When music mogul Simon Cowell spoke about putting the life story of the first ever winner of Britain’s Got Talent onto the big screen it seemed like a strange, but also intriguing idea. If anyone could pull off a film like that and make it a hit it is Cowell. Also releasing it through The Weinstein Company meant it would receive worldwide exposure from a company who know how to promote the smaller movies into bigger hits and awards winners.
However, the issue with One Chance is how to you make a biopic about a life story that isn’t that extraordinary? Sure there are some setbacks in Potts life, but nothing that a lot of people haven’t overcome before. And this is the issue with the film; it chugs along at a steady pace without any peril or tense. Not because we already know the outcome but just because it’s not a very interesting back-story, the one vaguely interesting part is Paul’s scholarship to Vienna. Yet even that feels like a jolly holiday only let down at the last minute by his hero Pavarotti not thinking he is ready just yet.

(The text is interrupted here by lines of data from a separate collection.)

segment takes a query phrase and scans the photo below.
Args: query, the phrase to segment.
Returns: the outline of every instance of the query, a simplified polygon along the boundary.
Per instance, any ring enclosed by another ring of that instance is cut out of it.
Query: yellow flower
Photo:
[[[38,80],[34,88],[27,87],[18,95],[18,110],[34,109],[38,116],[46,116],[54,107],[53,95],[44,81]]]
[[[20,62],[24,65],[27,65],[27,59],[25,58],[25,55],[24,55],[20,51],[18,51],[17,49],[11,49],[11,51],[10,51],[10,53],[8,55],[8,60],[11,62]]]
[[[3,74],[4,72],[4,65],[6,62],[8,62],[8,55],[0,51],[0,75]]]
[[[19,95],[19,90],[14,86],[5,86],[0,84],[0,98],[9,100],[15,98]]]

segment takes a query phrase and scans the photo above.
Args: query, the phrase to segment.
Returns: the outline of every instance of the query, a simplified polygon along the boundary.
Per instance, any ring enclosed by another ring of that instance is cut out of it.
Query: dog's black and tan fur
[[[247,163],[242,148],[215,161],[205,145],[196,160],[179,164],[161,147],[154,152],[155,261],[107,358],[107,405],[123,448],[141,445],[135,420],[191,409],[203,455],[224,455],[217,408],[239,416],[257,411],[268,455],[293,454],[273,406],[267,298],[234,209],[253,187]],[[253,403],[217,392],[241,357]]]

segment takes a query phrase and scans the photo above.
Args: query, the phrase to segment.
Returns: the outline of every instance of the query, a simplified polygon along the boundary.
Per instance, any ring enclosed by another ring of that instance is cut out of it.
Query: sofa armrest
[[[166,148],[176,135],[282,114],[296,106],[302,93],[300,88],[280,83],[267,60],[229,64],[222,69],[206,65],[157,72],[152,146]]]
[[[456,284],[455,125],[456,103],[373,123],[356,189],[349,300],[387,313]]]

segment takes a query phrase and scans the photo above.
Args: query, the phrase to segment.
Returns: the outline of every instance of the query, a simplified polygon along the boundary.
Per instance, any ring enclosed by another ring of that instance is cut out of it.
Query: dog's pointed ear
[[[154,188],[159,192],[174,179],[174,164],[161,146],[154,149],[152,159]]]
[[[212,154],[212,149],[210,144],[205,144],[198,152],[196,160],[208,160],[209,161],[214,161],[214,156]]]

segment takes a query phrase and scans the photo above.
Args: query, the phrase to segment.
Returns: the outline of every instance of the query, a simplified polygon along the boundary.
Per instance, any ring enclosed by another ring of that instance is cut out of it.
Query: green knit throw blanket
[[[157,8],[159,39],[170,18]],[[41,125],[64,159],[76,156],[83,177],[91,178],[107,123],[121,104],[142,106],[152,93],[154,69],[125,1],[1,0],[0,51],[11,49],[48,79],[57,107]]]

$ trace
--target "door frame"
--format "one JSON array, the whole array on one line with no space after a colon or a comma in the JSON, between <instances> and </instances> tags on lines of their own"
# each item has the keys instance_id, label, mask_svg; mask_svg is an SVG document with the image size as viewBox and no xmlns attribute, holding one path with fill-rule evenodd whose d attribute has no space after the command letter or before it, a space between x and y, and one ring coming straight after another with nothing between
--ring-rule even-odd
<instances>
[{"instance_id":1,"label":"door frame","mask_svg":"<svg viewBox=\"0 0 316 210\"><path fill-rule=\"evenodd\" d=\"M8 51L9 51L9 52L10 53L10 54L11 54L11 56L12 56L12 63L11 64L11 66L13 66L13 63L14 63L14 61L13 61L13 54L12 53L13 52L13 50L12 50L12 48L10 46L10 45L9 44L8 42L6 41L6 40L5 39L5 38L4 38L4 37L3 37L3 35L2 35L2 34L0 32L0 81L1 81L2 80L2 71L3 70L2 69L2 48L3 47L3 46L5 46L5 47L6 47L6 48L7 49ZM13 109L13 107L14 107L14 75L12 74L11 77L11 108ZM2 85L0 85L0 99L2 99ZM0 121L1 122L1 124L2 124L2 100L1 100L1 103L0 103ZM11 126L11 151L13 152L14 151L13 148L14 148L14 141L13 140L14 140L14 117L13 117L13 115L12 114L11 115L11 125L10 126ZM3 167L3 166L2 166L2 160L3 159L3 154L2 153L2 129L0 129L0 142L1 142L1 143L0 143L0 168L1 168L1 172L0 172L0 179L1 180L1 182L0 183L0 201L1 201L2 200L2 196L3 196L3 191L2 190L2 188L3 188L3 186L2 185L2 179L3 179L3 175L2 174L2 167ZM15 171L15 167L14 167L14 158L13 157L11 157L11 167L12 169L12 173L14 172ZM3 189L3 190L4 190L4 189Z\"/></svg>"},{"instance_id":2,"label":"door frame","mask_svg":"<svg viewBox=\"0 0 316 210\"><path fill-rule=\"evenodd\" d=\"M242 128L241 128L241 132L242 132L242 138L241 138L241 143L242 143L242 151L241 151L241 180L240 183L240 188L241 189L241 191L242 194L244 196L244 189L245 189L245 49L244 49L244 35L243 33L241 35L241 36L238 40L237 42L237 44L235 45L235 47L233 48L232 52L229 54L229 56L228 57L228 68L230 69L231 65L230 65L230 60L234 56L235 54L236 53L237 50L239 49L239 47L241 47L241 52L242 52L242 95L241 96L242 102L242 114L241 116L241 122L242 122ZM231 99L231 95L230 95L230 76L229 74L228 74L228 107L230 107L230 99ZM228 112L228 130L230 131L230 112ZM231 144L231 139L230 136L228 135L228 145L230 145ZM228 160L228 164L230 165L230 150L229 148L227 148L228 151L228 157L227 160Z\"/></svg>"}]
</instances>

The scenes at Britain’s Got Talent are rushed through, as is his life afterwards, all accumulating in the space of about fifteen minutes. We do get to hear Potts sing as the vocals are overdubbed during the musical numbers, yet even this looks weird and totally out of place with how Corden moves his mouth.
The casting of James Corden as Paul Potts is maybe as close as could be managed. Corden runs through the motions but it’s not his fault it’s an uninteresting storyline. Mackenzie Crook has so very little to do apart from help his mate out in the shop from time to time. Yet, somehow Colm Meaney has even fewer screen minutes and comes off looking like a father who doesn’t like his son. It’s a disappointing portrayal that ends up having a redemption moment to show he isn’t all bad.
One Chance ambles along at a pace that has no really worry about it. The life story, whilst a struggle for the real Paul Potts, just feels like there is no real danger and means it’s a biopic that doesn’t transfer well to the big screen.